Tom Brown

Person

Tom Brown

A biographical wiki page on Tom B. Brown covering his foundational contributions to GPT-3, RLHF, and AI alignment; reasonably thorough but hampered by opaque sourcing (no URLs, just 'research data') and missing key biographical details like education and current role.

RoleCo-founder, Anthropic

ProfileView profile page

1.2k words · 5 backlinks

Disambiguation: This article focuses on Tom B. Brown, the AI researcher. Multiple other individuals share this name, including Tom Brown Jr. (naturalist and tracker, 1950–2024), Tom Brown (financial analyst and founder of Second Curve Capital), Tom Brown (satirist, 1662–1704), and Tom Brown (chemist at Oxford University), among others.

Quick Assessment

Attribute	Details
Full Name	Tom B. Brown
Role	AI researcher; co-founder of Anthropic
Known For	Co-authoring the GPT-3 paper; foundational RLHF work; constitutional AI
Affiliations	OpenAI (former); Anthropic
Research Areas	Large language models, AI alignment, reinforcement learning from human feedback

Key Links

Source	Link
Wikipedia	en.wikipedia.org

Overview

Tom B. Brown is an AI researcher best known as a lead author on the GPT-3 paper, Language Models are Few-Shot Learners (NeurIPS 2020), which demonstrated that large language models could perform a wide range of tasks with minimal task-specific examples. His research has been highly influential in shaping both the capabilities and safety of modern AI systems, with his published work accumulating over 8,000 highly influential citations across 28 papers, according to research profiles.

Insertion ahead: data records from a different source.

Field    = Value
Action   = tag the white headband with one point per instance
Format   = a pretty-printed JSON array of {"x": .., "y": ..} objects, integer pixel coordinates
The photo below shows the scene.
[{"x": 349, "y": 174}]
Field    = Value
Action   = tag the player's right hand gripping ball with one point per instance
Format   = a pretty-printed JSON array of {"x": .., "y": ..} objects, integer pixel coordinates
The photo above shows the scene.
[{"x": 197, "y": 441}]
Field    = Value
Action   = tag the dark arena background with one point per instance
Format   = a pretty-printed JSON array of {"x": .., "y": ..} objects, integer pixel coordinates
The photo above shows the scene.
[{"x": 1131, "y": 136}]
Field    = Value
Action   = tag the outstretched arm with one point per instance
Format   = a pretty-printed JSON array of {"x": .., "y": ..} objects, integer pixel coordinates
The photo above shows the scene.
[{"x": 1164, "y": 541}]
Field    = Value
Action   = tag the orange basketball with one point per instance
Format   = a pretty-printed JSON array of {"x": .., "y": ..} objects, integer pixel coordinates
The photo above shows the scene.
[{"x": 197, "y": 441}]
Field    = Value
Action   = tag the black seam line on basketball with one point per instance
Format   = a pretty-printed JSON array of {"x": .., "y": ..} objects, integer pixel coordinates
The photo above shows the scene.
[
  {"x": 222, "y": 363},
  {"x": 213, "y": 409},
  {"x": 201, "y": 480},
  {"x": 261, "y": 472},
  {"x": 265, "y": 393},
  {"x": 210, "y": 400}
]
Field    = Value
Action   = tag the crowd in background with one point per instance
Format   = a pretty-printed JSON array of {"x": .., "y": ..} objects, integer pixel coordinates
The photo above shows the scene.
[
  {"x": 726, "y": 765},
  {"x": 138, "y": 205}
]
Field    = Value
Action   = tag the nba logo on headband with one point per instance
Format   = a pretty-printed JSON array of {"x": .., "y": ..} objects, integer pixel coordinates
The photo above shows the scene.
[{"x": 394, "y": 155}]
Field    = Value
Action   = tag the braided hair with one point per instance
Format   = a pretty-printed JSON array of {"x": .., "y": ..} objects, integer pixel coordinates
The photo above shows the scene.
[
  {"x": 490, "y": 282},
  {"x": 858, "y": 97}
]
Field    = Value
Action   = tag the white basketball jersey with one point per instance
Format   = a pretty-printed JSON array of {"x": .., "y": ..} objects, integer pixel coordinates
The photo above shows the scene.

Brown's contributions span two interrelated areas: scaling large language models and developing alignment techniques to make those models safer and more helpful. He co-authored Deep Reinforcement Learning from Human Preferences (NeurIPS 2017) alongside Paul Christiano and others, a paper that established reinforcement learning from human feedback (RLHF) as a core technique in AI alignment research. This work has since become foundational to the training of widely deployed AI assistants.

Beyond his research output, Brown is recognized as a co-founder of Anthropic, an AI safety-focused company. Research data notes his participation in discussions about company vision, including a Salesforce Ventures fireside chat in December 2023. His career trajectory—from core contributions at OpenAI to a founding role at Anthropic—reflects a sustained focus on both the frontier of AI capabilities and the safety challenges those capabilities create.

Research Contributions

Large Language Models and GPT-3

Brown's most widely recognized work is his lead authorship on the GPT-3 paper, Language Models are Few-Shot Learners, published at NeurIPS 2020. The paper demonstrated that scaling transformer-based language models to hundreds of billions of parameters enabled strong few-shot performance across diverse natural language tasks, without task-specific fine-tuning. This finding reshaped assumptions about the relationship between model scale and general capability, and GPT-3 itself became the foundation for a wave of commercially deployed language systems.

Related scaling research includes Scaling Laws for Autoregressive Generative Modeling (arXiv 2020), co-authored with Tom Henighan and others, which established empirical relationships between model size, compute, and performance—work that has guided subsequent decisions about how to allocate resources in large model training.

Reinforcement Learning from Human Feedback (RLHF)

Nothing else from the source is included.